母が退院して間もない朝、友人の歯科医から電話があって
「さっきお母さん、テレビに出てなかったか?」とのこと。

戦時中、卒業式ができなかった小学校があって、
65年ぶりに卒業生たちを呼びかけて集めたというニュースを、どこかの局が放映していて、
その中に母がいたというのです。
だけど母はその3日前に退院したばかりだったし、何より私自身がそんな話も聞いてなかったので、
「人違いだろう。それに母なら、そんな話があったら私に言うよ」と言いました。
歯科医先生は「そうかなー、あれはどう見ても小暮のお母さんだったけど」と不満げ。

ところがその直後、母からたまたま電話があって、
「退院してすぐに展覧会があったり、千駄木小学校時代のクラス会と65年ぶりの卒業式があったり、
 忙しくて仕方ないわよ」と言います。
「え? そのクラス会、もしかしてテレビの取材が来ていたの?」と聞くと、
「いっぱい来てたわよ」とのこと。

急いで歯科医先生に電話をして「やっぱりオレの間違いだったよ」と言うと、
「そーだろー、そーだろー」と満足げ。
オレが見間違えるわけがないと言いたげです。

腕もアタマも良い歯科医先生ですが、目にも自信があるんですな。
あとで読売新聞に出てた写真を見たら、母は小さく写っていました。
テレビでどんな映像が流れていたかはわかりませんが、
歯医者の目というのもバカにならんなと思った次第です。

千駄木小学校のクラス会の出席者は20人前後でしたでしょうか。
みな、それなりの年齢になっていますが、出席できた人は幸せですね。

画像は赤坂の四川料理店龍滕(ろんたん)
最近、お気に入りの中華店で、わが家ではここのシェフを”バローズ・シェフ”と呼んでます。
バローズというのは、プリズン・ブレイクの兄、リンカーン・バローズ。
中華料理のシェフに多い体型です。

千駄木小学校・65年ぶりの卒業式” への2件のコメント

  1. 平和
    私もそのニュース見ました。

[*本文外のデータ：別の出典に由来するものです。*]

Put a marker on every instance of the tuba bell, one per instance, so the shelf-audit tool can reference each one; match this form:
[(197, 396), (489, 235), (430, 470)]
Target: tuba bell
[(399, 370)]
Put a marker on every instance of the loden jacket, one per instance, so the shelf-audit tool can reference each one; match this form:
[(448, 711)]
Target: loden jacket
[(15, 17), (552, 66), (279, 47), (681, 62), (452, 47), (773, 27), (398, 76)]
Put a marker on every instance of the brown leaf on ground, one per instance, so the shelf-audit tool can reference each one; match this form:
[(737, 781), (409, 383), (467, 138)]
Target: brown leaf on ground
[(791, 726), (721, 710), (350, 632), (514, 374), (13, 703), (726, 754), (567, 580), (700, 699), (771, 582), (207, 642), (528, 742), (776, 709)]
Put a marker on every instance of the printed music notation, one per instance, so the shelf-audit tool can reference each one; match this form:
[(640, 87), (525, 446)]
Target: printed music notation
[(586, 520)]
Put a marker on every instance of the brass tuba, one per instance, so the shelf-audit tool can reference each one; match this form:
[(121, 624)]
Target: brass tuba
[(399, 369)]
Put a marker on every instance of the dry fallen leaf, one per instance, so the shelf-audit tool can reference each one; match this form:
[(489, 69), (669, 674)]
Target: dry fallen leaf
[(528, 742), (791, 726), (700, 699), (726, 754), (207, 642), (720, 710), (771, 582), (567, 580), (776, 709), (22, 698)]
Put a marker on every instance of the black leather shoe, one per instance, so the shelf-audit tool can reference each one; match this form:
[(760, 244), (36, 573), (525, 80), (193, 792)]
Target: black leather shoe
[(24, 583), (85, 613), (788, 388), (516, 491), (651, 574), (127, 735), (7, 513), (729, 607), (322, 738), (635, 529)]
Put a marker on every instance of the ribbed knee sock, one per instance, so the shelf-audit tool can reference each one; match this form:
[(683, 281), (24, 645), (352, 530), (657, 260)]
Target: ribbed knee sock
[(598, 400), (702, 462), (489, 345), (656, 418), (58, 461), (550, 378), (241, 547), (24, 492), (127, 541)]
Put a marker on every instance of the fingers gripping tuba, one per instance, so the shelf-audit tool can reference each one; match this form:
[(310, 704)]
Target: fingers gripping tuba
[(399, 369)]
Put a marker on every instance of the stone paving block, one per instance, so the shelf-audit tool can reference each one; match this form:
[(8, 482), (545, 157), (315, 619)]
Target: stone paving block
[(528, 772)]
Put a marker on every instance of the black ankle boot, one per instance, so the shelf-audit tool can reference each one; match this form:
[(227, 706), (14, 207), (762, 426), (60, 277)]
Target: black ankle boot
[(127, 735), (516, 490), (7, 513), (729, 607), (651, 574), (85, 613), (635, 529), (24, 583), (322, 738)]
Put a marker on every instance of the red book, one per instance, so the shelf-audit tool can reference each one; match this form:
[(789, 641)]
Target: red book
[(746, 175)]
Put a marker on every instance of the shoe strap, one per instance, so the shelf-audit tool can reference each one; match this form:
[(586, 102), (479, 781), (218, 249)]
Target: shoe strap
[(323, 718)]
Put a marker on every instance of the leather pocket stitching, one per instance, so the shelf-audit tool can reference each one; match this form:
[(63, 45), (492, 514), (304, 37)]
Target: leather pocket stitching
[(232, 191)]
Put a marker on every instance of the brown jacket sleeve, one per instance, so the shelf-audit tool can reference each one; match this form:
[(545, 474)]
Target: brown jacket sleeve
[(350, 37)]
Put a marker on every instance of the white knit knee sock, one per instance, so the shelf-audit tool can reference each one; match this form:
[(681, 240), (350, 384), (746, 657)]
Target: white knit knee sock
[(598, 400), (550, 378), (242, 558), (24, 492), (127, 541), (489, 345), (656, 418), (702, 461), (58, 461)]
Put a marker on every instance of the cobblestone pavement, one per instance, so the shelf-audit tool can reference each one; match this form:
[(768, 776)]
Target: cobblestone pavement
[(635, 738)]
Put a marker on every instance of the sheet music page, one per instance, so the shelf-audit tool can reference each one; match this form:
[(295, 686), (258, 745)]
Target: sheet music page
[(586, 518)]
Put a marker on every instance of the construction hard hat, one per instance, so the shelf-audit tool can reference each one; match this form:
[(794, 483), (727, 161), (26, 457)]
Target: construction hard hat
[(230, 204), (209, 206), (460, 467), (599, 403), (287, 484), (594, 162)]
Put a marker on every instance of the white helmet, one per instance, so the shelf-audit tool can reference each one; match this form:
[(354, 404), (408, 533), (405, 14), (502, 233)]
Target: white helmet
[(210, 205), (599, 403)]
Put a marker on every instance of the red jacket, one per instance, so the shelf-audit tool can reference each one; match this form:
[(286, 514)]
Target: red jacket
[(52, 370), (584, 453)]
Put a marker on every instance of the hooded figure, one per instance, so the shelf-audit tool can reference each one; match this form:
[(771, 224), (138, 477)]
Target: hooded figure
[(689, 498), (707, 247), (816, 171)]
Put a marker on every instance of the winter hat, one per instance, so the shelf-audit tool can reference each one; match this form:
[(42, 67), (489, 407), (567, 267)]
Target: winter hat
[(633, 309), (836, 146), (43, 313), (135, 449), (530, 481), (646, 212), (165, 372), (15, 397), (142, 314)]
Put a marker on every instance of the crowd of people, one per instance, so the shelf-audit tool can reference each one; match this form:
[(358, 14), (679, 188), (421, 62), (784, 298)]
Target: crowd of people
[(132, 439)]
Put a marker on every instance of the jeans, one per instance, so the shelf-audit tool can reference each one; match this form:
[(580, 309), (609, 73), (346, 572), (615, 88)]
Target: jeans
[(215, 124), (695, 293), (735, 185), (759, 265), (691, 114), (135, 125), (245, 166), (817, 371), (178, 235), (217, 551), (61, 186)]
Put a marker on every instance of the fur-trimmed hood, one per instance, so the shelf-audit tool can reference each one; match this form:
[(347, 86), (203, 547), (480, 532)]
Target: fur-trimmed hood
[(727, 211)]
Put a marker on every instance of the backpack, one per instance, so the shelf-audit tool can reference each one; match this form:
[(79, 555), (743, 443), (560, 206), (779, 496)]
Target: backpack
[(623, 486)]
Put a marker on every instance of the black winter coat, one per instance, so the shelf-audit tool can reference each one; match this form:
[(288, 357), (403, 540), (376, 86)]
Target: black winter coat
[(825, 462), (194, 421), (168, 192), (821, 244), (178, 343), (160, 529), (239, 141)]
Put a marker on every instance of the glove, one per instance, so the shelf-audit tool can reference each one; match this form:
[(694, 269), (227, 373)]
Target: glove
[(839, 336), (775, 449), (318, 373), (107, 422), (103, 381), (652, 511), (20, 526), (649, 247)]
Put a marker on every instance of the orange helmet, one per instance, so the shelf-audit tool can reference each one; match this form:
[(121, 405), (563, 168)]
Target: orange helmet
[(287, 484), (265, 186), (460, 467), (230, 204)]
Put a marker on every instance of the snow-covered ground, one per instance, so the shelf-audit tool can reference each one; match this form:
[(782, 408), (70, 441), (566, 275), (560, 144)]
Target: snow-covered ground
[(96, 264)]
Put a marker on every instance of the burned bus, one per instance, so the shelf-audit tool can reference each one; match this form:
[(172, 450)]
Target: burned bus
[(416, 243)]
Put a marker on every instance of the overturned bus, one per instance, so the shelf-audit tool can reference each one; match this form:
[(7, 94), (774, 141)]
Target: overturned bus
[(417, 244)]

お母様がいらしたんですね。広島で生まれたせいか、平和教育は子供の頃から 普通に沢山ありました。
    戦争を経験していない年代ですが 8月6日 8時15分は 忘れてはならない 数字になっています。仕事の中で、お年寄りから原爆の話し、シベリア抑留の話しを聞かせて頂く機会があります。大変な時代を生きてこられたお母様も 心から今の幸せを 感じておられるんでしょうね。

  2. 広島平和祈念資料館
    いっちゃん、おはようございます。

    広島の人は平和には敏感ですね。
    3年ほど前、20数年ぶりに平和祈念資料館に行きましたが、被爆者の描いた絵がなく、何となくマイルドになっていたのにびっくりしました。
    あそこをマイルドにさせたら意味がないだろうと思いましたが、これも時流なんでしょうか。

    義父も被爆者で、4つの時に今のプリンスホテルあたりにいたそうです。市内ほど被害はなかったそうですが、トイレにいて物凄い音を聞いたという記憶がのこっているそうです。